139 Prediction of Tropical Cyclogenesis Using Vision Transformers

Thursday, 9 May 2024
Regency Ballroom (Hyatt Regency Long Beach)
William Downs, University of Miami Rosenstiel School of Marine, Atmospheric, and Earth Science, Miami, FL; and S. Majumdar, Ph.D.

The formation of tropical cyclones remains a challenging forecast problem. Recent advances in deep learning-based weather prediction have yielded impressive results in the realm of medium-range weather forecasting. Vision transformers serve as the backbone architecture of some of these purely data-driven models. These models learn relationships between grid cells at a variety of spatial scales to generate a prediction. The success of vision transformers in general weather prediction suggests they may perform well when targeting specific forecasting phenomena such as tropical cyclogenesis.
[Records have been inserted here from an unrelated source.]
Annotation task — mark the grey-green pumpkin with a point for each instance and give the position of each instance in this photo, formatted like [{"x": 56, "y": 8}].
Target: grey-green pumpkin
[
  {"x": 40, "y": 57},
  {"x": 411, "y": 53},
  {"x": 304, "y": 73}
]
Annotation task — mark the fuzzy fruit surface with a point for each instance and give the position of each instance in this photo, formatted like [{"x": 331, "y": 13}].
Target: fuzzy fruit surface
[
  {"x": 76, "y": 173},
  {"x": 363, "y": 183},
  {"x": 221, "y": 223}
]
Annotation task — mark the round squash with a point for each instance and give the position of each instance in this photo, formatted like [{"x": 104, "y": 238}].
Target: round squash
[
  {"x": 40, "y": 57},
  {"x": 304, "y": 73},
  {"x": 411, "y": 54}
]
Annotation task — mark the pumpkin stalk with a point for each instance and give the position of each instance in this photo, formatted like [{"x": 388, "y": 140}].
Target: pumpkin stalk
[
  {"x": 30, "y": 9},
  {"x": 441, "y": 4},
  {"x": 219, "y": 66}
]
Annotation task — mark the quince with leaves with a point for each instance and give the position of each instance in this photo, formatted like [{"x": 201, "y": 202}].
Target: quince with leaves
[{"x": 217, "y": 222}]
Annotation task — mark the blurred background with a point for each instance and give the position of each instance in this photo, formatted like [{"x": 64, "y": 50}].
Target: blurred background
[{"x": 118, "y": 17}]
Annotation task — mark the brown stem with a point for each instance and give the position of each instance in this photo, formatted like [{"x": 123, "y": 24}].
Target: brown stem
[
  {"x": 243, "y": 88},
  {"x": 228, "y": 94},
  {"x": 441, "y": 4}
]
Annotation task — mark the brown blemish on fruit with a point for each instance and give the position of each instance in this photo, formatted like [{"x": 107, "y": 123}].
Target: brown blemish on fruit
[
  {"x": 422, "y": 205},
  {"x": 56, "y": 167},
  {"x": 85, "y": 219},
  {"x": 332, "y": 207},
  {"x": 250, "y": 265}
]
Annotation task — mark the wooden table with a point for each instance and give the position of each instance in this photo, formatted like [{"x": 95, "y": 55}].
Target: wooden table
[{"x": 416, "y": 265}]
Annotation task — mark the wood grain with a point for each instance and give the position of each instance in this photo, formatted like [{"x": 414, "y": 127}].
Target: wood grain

We use ERA5 reanalysis and GridSAT data to train a neural network with a vision transformer backbone to predict the formation of tropical cyclones. We train different network versions to predict tropical cyclone formation at lead times of hours to days. We use these sets of predictions to generate forecast maps of where tropical cyclogenesis is possible and when it is most likely to occur. We compare model performance across multiple tropical basins and identify regimes of cyclogenesis where our model performs well and where it performs poorly. We also compare our results to those of a UNet-based model. Our results demonstrate a potential application of new deep learning methods in the realm of tropical cyclone forecasting.